Seulement, tout n'est pas si simple. Car un des mécanismes importants du 7ème continent, c'est d'avoir plusieurs cartes différentes avec le même numéro pour représenter :
- Une part de hasard : faire en sorte que le 7ème continent soit peuplé d'imprévus. C'est du coup une manière d'augmenter la rejouabilité.
- Une manière de montrer une évolution du continent : en effet, les cartes de même numéro peuvent être remplacées, modifiées, se succéder et c'est ce qui fait que vos actions peuvent avoir une influence sur le long terme. En général, cela se traduit par le fait de remplacer une carte verte par une carte jaune.

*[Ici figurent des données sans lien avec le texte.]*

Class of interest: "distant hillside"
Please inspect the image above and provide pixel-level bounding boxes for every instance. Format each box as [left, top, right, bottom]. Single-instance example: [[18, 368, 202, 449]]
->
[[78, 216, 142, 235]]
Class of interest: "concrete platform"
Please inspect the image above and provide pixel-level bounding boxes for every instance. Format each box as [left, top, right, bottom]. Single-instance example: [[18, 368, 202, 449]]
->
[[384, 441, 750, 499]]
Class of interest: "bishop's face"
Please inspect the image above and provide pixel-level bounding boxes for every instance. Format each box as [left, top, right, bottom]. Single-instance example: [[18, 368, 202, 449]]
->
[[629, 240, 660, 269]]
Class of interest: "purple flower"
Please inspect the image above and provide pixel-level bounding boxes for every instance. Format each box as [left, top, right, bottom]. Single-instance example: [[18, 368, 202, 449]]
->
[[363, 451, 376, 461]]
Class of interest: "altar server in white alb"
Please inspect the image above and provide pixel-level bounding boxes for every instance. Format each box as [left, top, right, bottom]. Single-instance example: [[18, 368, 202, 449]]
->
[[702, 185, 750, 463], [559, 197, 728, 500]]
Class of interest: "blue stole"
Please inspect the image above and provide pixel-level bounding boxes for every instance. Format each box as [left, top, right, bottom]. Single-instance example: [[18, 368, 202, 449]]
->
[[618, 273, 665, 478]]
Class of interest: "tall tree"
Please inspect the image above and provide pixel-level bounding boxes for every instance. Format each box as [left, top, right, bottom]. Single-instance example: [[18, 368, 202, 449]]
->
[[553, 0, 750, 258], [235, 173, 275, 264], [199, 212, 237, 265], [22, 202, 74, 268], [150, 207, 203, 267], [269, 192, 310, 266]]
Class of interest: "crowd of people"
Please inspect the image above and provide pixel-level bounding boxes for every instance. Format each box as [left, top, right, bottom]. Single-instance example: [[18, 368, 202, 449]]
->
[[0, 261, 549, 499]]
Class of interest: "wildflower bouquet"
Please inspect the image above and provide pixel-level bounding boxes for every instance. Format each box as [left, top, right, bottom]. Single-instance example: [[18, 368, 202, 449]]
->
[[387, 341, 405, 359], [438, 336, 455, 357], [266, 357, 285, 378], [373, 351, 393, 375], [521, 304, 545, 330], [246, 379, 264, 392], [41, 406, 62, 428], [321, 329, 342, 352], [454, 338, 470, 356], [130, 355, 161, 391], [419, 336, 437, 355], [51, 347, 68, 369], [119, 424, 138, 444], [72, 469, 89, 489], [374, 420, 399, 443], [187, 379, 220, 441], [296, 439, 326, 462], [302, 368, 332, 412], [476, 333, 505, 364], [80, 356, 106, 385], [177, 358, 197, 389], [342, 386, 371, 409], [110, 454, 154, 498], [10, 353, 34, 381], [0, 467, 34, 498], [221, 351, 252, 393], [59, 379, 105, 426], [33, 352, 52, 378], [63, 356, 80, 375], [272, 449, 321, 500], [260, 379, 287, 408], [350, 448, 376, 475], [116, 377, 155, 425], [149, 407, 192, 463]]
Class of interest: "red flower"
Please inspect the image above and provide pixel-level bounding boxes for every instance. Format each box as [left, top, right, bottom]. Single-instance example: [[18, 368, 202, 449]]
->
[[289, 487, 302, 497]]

Il existe ainsi une version différente de la carte 010 (la 010 sur fond jaune) qui donne une "autre" cartographie :
Carte "010" à dos jaune qui n'a pas les même liens que la précédente.
Un deuxième mécanisme intéressant est celui des numéros cachés et des énigmes : il est possible de remplacer une carte par une autre si un élément du jeu nous permet de penser que c'est possible. Il peut alors y avoir des cartes avec des numéros différents au même endroit. Cette subtilité simple permet alors une grande richesse mécanistique puisqu'il y a une distinction entre carte unique et numéro sur la carte.
Deux cartes avec le même numéro (cartouche en vert) mais qui correspondent à deux cartes physiquement différentes qui peuvent avoir un contenu totalement différent. Elles sont au même endroit mais n'ont pas les mêmes cartes voisines. (voir ci-dessus)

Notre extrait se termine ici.